15/4/07

España: Las sangres de Miguel



MIGUEL HERNANDEZ


ARGENPRESS.info/13/04/2007
Reinaldo Spitaletta (especial para ARGENPRESS.info)

Qué importancia tendrá recordar a un poeta muerto. Tal vez ninguna. O tal vez toda. Qué tiempos estos en que hablar, por ejemplo, de un poeta puede ser considerado una evasión. O un peligro. Para qué hablar, por ejemplo, de las heridas, de la sangre que llueve siempre boca arriba, hacia el cielo…

Se han cumplido recientemente 65 años de la muerte de un poeta militante de la libertad, de la condición humana, de esa misma, como por estos lares, tantas veces ultrajada. Era un perito en lunas, un autodidacta, formado a punta de lecturas de autores del Siglo de Oro español, de San Juan de la Cruz, de Verlaine y Virgilio.

Era un pastor y ordeñador de cabras en su Orihuela natal, donde murió su amigo Ramón Sijé, con quien tanto quería y al cual dedicó su Elegía, esa misma que despertó el “difícil entusiasmo” de Juan Ramón Jiménez. Ese poeta de corta vida (murió a los 31 años) y verso eterno es el preciso para leer en tiempos de guerra, como los que vivimos.

Miguel Hernández, arraigado en el pueblo, con su olor a leche, apenas con estudios primarios, se fue convirtiendo en un emblema español y va a ser durante la Guerra Civil un poeta comprometido. ¿Con qué? Con la poesía, que era su razón de vida, pero también con la causa republicana. Iluminado al principio por Neruda y Vicente Alexaindre, toma un nuevo hálito. Son los vientos del pueblo que lo arrastran.

Su obra se erige en testimonio de días difíciles, en denuncia, en sonoro instrumento de combate. No se queda en ninguna torre de marfil. Va al frente, como voluntario. Siente que además de la palabra es útil otro tipo de participación en la defensa de la causa popular, de la democracia. Escribe sobre toros, pero también sobre otras sangres: “De sangre en sangre vengo/ como el mar de ola en ola…”.

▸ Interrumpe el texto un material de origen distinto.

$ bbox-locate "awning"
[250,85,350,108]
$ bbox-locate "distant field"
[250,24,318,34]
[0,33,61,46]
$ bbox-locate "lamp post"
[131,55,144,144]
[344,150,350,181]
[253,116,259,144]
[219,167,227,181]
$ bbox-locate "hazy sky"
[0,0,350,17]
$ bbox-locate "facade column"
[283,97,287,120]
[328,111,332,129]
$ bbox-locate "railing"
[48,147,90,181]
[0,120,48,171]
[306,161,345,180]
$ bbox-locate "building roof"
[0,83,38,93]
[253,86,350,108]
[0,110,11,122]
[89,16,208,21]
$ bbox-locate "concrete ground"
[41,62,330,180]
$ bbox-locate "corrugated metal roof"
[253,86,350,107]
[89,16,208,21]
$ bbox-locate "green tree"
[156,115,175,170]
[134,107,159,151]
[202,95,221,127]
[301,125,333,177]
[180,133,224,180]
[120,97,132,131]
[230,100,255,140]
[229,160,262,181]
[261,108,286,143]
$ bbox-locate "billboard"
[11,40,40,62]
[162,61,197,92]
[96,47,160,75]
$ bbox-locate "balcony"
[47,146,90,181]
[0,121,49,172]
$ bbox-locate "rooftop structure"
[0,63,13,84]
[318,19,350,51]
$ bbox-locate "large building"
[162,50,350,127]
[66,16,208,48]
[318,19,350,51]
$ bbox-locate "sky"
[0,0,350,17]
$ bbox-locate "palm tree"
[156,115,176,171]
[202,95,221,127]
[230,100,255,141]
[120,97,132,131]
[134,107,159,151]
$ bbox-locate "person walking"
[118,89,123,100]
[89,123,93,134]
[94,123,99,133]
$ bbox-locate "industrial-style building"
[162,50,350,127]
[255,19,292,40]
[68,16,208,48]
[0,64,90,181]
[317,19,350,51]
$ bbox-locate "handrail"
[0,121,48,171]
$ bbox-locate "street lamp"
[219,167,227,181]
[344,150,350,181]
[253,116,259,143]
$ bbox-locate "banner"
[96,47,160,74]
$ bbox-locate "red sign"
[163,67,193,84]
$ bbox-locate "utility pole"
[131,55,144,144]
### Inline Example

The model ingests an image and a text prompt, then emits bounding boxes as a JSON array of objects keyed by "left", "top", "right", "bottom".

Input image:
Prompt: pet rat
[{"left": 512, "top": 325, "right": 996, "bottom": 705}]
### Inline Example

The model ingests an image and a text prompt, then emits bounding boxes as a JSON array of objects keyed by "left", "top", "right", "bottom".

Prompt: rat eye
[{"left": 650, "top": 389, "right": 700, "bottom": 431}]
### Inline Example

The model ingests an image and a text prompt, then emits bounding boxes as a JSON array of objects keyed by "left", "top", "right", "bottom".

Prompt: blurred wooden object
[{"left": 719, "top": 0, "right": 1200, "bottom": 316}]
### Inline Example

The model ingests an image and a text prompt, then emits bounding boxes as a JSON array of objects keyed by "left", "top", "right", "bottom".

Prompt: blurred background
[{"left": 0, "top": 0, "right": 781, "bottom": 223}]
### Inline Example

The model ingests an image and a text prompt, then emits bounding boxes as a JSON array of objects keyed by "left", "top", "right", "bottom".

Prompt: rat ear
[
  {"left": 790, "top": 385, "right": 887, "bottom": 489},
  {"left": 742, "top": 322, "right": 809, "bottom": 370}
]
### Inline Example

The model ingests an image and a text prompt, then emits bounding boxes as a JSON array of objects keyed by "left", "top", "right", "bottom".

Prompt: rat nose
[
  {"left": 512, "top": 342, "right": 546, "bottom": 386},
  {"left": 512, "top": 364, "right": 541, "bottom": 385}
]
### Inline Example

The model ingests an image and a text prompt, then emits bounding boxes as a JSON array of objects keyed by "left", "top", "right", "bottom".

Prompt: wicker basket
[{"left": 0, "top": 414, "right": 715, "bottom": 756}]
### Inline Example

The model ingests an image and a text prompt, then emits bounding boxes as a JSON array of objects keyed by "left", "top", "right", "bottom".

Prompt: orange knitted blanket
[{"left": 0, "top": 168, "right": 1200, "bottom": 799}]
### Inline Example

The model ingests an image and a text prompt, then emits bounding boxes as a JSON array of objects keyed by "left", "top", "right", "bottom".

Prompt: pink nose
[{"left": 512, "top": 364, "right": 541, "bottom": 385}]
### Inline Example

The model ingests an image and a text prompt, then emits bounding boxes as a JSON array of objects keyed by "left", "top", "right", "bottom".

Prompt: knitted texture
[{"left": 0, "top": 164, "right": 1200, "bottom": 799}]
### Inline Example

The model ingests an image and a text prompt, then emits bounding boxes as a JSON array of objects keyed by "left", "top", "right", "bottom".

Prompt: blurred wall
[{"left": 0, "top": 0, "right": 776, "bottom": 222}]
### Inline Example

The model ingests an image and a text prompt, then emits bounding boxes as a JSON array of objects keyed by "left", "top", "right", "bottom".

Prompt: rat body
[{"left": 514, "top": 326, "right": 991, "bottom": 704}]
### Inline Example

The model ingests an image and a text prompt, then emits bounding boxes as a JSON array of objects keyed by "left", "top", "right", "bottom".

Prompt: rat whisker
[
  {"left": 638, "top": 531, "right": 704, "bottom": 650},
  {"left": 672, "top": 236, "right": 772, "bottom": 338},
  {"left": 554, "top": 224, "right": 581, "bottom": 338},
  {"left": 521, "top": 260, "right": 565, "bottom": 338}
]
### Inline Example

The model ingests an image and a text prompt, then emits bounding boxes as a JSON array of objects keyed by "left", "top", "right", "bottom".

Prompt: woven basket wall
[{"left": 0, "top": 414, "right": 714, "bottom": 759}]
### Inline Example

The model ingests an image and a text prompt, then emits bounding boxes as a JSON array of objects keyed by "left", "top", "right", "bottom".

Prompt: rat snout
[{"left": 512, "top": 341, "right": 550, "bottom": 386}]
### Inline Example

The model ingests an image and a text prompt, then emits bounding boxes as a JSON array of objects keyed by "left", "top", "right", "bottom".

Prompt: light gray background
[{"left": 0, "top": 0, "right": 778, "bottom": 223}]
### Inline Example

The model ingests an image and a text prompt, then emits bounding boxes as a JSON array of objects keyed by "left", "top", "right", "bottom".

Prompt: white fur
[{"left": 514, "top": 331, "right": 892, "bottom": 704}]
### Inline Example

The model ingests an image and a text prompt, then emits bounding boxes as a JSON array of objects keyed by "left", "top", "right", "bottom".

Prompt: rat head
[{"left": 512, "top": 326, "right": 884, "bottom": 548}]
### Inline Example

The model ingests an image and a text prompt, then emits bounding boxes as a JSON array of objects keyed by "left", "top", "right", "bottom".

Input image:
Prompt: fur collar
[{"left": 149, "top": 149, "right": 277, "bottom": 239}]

El poeta da cuenta de su tragedia personal y de la del pueblo español. Su hijo muerto, que solo comía pan y cebolla, le inspira una desgarradora nana: “La cebolla es escarcha/cerrada y pobre:/ escarcha de tus días/ y de mis noches./ Hambre y cebolla,/ hielo negro y escarcha/ grande y redonda”. Después, en medio de dolores y enfermedad, llegaría su peregrinación por las cárceles, de las que sale para volver a ellas, sometido a la inquisición franquista. “Un hombre aguarda dentro de un pozo sin remedio,/ tenso, conmocionado, con la oreja aplicada./ Porque un pueblo ha gritado ¡libertad!, vuela el cielo./ Y las cárceles vuelan”.

Todavía sangra Miguel. Y su poesía. Se podría decir, como lo recomendaba un maestro alemán, que él escribió con sangre, con la suya, con la de sus parientes, con la de su pueblo, objeto de vejámenes. Ese cantor del vientre, cantando esperó la muerte porque sabía que hay ruiseñores que cantan encima de los fusiles y en medio de las batallas.

Ningún barrote impidió su canción. Ni siquiera la tuberculosis desafinó su palabra. Murió en prisión, mas su poesía vuela hoy por los diversos cielos del mundo, algunos de ellos ensangrentados. Su obra, más que un consuelo ante la pena, es una exhortación a la vida. Arbol talado que retoña. Ese es Miguel, que también se llamaba barro. Y el barro también se subleva.